Offiziell wurde zunächst nur die Einstellung eines Projekts namentlich erwähnt, während weitere Details offenblieben. Interne Anpassungen sollen unter anderem eine effizientere Nutzung von Ressourcen sowie eine stärkere Fokussierung auf langfristig tragfähige Marken ermöglichen.
Mehrere Assassin’s-Creed-Projekte angeblich betroffen
Laut aktuellen Leak-Berichten sollen im Zuge der Umstrukturierung mehrere Projekte eingestellt worden sein, darunter auch Titel aus dem Assassin’s-Creed-Universum. Besonders genannt wird ein Projekt mit dem Codenamen „Assassin’s Creed Singularity“, das sich Berichten zufolge über mehrere Jahre in Entwicklung befand.
Zusätzlich soll die geplante Weiterentwicklung des Mobile-Titels Assassin’s Creed Rebellion eingestellt worden sein. Obwohl es hierzu keine offizielle Ankündigung gibt, deutet die Schließung des zuständigen Studios darauf hin, dass keine neuen Inhalte mehr geplant sein könnten.
Mehrere Multiplayer-Projekte offenbar gestrichen
Neben Assassin’s-Creed-Inhalten sollen auch mehrere Multiplayer-Spiele nicht weiterverfolgt werden. Dazu zählen angeblich die Projekte „Aether“, „Pathfinder“ (zuvor als Project U bekannt) sowie „Crest“.

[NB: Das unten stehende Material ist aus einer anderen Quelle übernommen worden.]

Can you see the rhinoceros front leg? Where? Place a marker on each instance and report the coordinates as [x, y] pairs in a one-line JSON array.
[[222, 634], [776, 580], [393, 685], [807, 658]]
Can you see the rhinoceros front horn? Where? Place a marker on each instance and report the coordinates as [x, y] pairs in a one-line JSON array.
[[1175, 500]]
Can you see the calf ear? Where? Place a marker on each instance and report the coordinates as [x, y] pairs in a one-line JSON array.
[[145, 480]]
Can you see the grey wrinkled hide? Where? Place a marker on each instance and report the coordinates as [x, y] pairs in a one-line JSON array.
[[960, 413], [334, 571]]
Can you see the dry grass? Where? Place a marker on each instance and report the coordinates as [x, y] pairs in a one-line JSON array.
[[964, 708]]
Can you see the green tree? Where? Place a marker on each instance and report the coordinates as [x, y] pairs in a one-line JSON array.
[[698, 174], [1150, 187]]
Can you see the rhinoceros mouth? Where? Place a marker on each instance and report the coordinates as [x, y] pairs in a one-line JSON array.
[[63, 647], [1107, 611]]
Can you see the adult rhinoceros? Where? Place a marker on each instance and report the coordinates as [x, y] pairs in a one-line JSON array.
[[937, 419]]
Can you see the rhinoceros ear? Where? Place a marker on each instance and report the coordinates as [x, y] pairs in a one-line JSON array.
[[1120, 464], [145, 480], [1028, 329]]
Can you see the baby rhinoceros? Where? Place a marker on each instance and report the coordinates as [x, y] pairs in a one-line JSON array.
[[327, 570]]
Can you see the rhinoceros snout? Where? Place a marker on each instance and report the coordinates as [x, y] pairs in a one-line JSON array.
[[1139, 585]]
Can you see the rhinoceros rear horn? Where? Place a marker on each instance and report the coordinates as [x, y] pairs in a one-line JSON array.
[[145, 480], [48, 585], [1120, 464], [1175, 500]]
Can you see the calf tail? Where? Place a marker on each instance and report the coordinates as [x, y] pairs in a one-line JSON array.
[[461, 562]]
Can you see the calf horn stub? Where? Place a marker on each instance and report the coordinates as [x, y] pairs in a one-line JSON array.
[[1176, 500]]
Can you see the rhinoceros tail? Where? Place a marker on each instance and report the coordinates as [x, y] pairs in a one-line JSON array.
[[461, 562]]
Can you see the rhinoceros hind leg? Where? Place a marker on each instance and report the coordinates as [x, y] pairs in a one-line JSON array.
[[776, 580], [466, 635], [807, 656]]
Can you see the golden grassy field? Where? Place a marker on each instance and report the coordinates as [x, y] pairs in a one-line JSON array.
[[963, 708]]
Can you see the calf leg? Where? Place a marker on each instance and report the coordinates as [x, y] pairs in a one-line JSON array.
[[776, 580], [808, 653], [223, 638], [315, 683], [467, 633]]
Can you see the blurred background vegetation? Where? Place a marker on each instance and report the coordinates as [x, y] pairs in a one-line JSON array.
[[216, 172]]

Insbesondere Project Pathfinder soll als sessionbasierter Koop-Shooter konzipiert gewesen sein und über mehrere Jahre hinweg getestet worden sein, bevor das Projekt intern überarbeitet wurde. Berichten zufolge gab es Bedenken hinsichtlich der langfristigen Spielerbindung, was letztlich zur Einstellung beigetragen haben könnte.
Project Crest wird in Branchenkreisen als möglicher Extraction-Shooter mit historischem Setting beschrieben, während Project Aether bereits seit mehreren Jahren in Entwicklung gewesen sein soll. Offizielle Details zu Gameplay oder Plattformen existieren bislang nicht.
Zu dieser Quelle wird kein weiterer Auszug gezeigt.